- The market for colocation services is forecast to reach $25.5 billion, by the end of 2018.
- There is a growing need for data center IT capacity for medium and large enterprises, with an increasing share going to colocation data centers.
- IT decision makers expect an average of 33 percent growth in total data center capacity (as measured in IT racks), from 2018 to 2019. More than half (58 percent) of IT racks are expected to be placed in colocation data centers in 2019, up from 49 percent in 2018.
- More than one-third (37 percent) of IT budgets will be spent on colocation services in 2019, up from 31 percent in 2018.
Using a panel of qualified IT decision-makers, IHS Markit conducted a web-based survey with 114 North American organizations using colocation services. Colocation services are defined as the leasing of data center space, power, connectivity, security, and environmental controls.
The survey revealed that enterprises are driven to adopt colocation services to increase their application performance, improve speed of deployment into new data center space, and decrease operational costs. Respondents expect to grow their overall data center
capacity and to increase adoption of colocation services in 2019.
A key consideration for all data center planning and deployment is how to address edge computing requirements. In general, a variety of methods are being assessed to ensure low latency connections to users across the globe, but colocation services ranked highest among respondents as a key means to address this issue. These findings suggest a new surge of growth coming from this use case. In addition to colocation, micro data centers (a previously niche offering) was highly ranked to support processing and storage needs across dispersed geographies.

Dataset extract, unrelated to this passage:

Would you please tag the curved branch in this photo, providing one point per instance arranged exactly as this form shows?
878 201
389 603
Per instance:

Barriers to colocation adoption do exist, with outage concerns, compliance and regulatory issues, and concerns around changes to internal procedures topping the list. However, many of these are surmountable for providers with a bit of education and proof points provided, especially for outage concerns, given that most colocation data centers have better uptime metrics than enterprise data centers.
In evaluating colocation service providers, security was clearly the most important criterion for selection. Because colocation data centers are inherently more trafficked than enterprises’ on-premises data centers, assurance of security is important with on-site guards, video surveillance, multi-point access control including physical and biometric barriers, and cabinet/cage level locks as examples of features offered.
Colocation will continue to play an important role in the increasingly hybrid approach enterprises take toward deploying data center capacity. At present, medium and large enterprises still lean toward operating on-premises data centers. But over the next year, we expect these same enterprises to move more to cloud and colocation services, causing an increased use of off-premises versus on-premises data centers.
This survey addresses the state of colocation adoption by medium to large enterprises and how it will change over the next two years. The report analyzes the drivers, barriers, and selection criteria for choosing colocation providers. Respondent organizations hail from a variety of industry verticals, with the largest portion coming from the IT services industry, which includes companies offering cloud and colocation services and other technical support services that require a large data center presence.